Following morphologic and anatomic imaging, the patient underwent 3D magnetic resonance angiography (MRA) with gadolinium chelate (Gd) injected into the right antecubital vein. The first phase acquisition was targeted for pulmonary vein filling and demonstrated four pulmonary veins draining into the left atrium.  As expected, the pLSVC was not visualized on first phase images due to the IV administration of Gd in the right antecubital vein and the absence of bridging vein to the left side (common in pLSVC cases) (Movie 4).  A second (venous) phase was acquired to demonstrate pLSVC filling (Movie 5)

 

      

Movie 4                                                          Movie 5

 

Electrophysiology Study: A lasso catheter was passed across the interatrial septum and into the left atrium followed by a venogram of the pLSVC which was accessed through the coronary sinus (Movie 6).  The lasso catheter was then passed through the coronary sinus into the distal end of the pLSVC.  The bipole electrodes LS 1 to 10 on this lasso catheter recorded significant electrical activity originating in the distal LSVC (Fig 2). Since the pLSVC was adjacent to the left atrial wall and the left superior pulmonary vein, the electrical activity within the pLSVC was able to conduct into these structures thereby potentially initiating atrial fibrillation. The pLSVC was rendered electrically inactive after ablation performed within the pLSVC (Fig 3).  The electroanatomic map created during the PVI procedure demonstrated ablation lines within the pLSVC, left atrium and pulmonary veins (Movie 7).

 

 

Movie 6

 

 

Figure 2 - Pre ablation

 

 

Figure 3 - Post ablation

 

 

 

Movie 7

 

Discussion: The major thoracic veins, with their specific electrical properties, have an established role in the genesis and maintenance of atrial fibrillation1,2.  The vein of Marshall and pLSVC which drains into the coronary sinus as well as the ligament of Marshall have all been implicated in the cause for premature atrial complexes and initiation of atrial fibrillation3,4.  Identification of their presence along with demonstration of electrical activity within such structures is key to successful ablation of atrial fibrillation5.

Of note, a pLSVC most commonly drains into the coronary sinus (as in this case) but it can rarely drain straight into the roof of the left atrium causing a right to left shunt and may also be associated with partial or complete unroofing of the coronary sinus leading to a large left to right shunt.
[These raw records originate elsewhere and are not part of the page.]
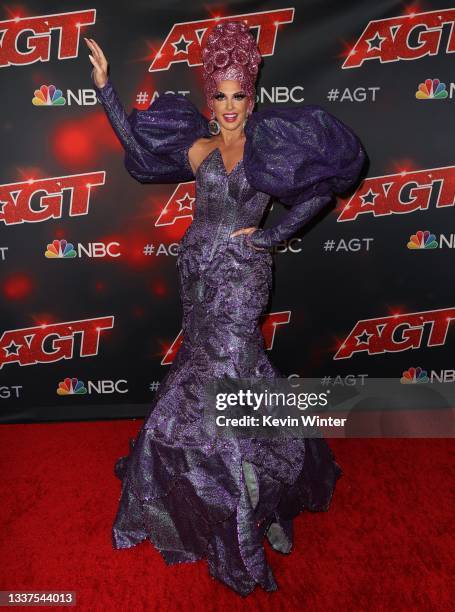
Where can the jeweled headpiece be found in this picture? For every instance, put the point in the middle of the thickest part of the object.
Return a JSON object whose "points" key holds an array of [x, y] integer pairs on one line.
{"points": [[231, 53]]}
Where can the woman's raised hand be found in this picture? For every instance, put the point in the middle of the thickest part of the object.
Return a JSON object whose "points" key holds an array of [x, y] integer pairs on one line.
{"points": [[100, 64]]}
Perspective: This case highlights the complimentary role of CMR in identifying the anatomy of pulmonary veins, left atrium and surrounding venous structures prior to PVI.  Identifying anomalous anatomic structures is critical to successful ablation of all the foci of aberrant electrical activity.  Non contrast cine images in multiple planes are as important as contrast 3D pulmonary vein angiograms to display accurate anatomic relationships.  Injection of contrast into the right antecubital vein would miss the diagnosis in early phases of 3D aquisition.  Visualization of the pLSVC can be demonstrataed by inspection of the later 3D aqusition phases or by injection of contrast into the left antecubital vein.

 

References: 

1. Chen PS, Wu TJ, Hwang C, et al. Thoracic veins and the mechanisms of non-paroxysmal atrial fibrillation. Cardiovasc Res. 2002; 54: 295-301.

2. Zipes DP, Knope RF. Electrical properties of the thoracic veins. Am J Cardiol. 1972; 29: 372-376.
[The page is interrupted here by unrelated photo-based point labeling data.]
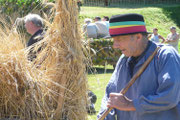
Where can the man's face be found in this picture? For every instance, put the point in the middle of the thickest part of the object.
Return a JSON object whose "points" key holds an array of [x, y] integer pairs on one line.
{"points": [[128, 44], [154, 31], [173, 30], [29, 27]]}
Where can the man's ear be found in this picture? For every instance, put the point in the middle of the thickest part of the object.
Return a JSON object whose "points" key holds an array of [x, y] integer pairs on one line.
{"points": [[139, 36]]}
3. Hwang C, Wu TJ, Doshi RN, et al. Vein of Marshall cannulation for the analysis of electrical activity in patients with focal atrial fibrillation. Circulation. 2000; 101: 1503-1505.
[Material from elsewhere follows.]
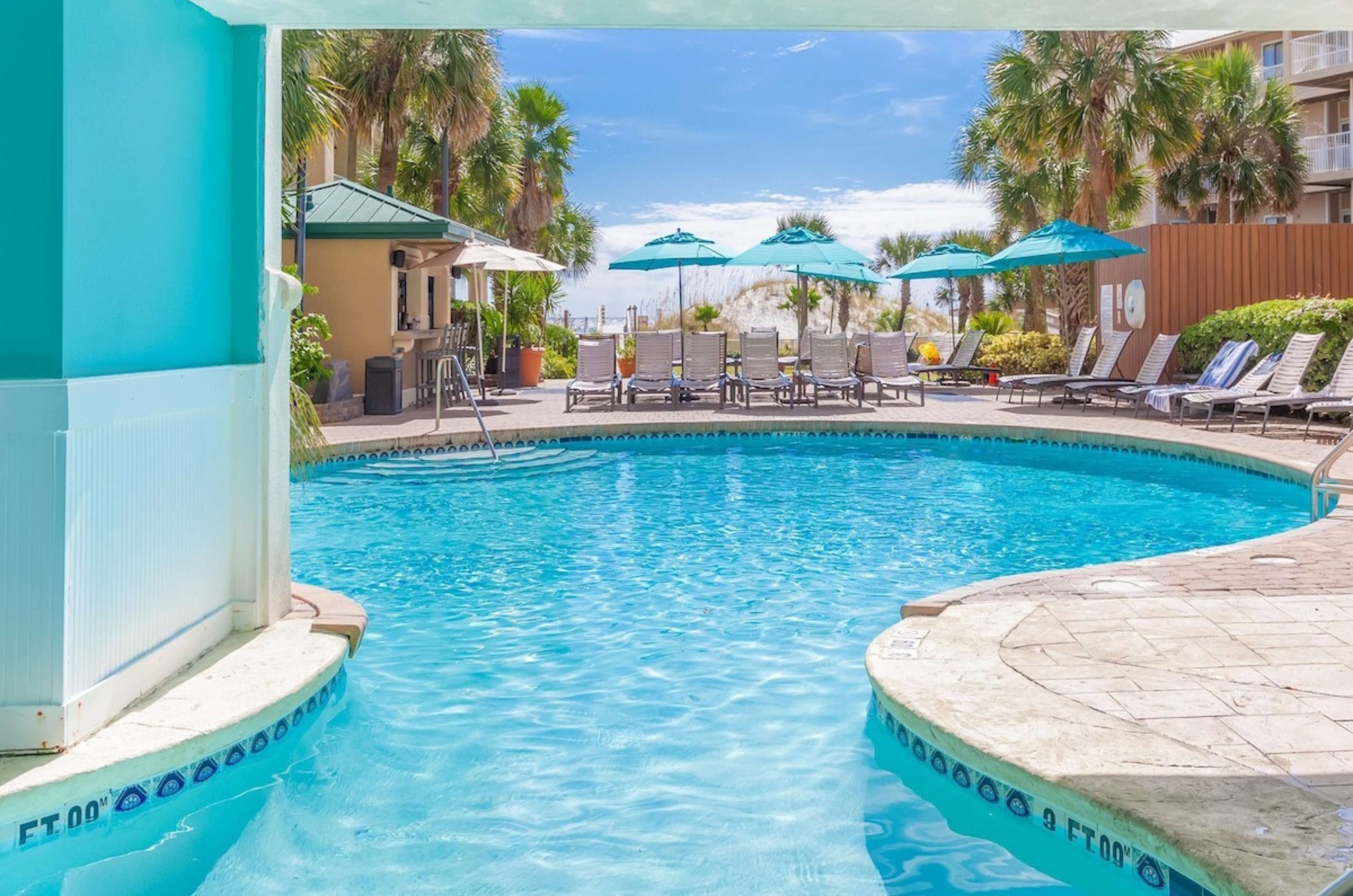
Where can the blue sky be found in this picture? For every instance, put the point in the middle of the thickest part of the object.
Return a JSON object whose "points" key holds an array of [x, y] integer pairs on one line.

4. Morgan DR, Hanratty CG, Dixon LJ, et al. Anomalies of cardiac venous drainage associated with abnormalities of cardiac conduction system. Europace. 2002; 4: 281-287.

5. Hsu LF, Jaïs P, Keane D, Wharton JM, Deisenhofer I, Hocini M, Shah DC, Sanders P, Scavée C, Weerasooriya R, Clémenty J, Haïssaguerre M. Atrial fibrillation originating from persistent left superior vena cava. Circulation. 2004 Feb 24;109(7):828-32.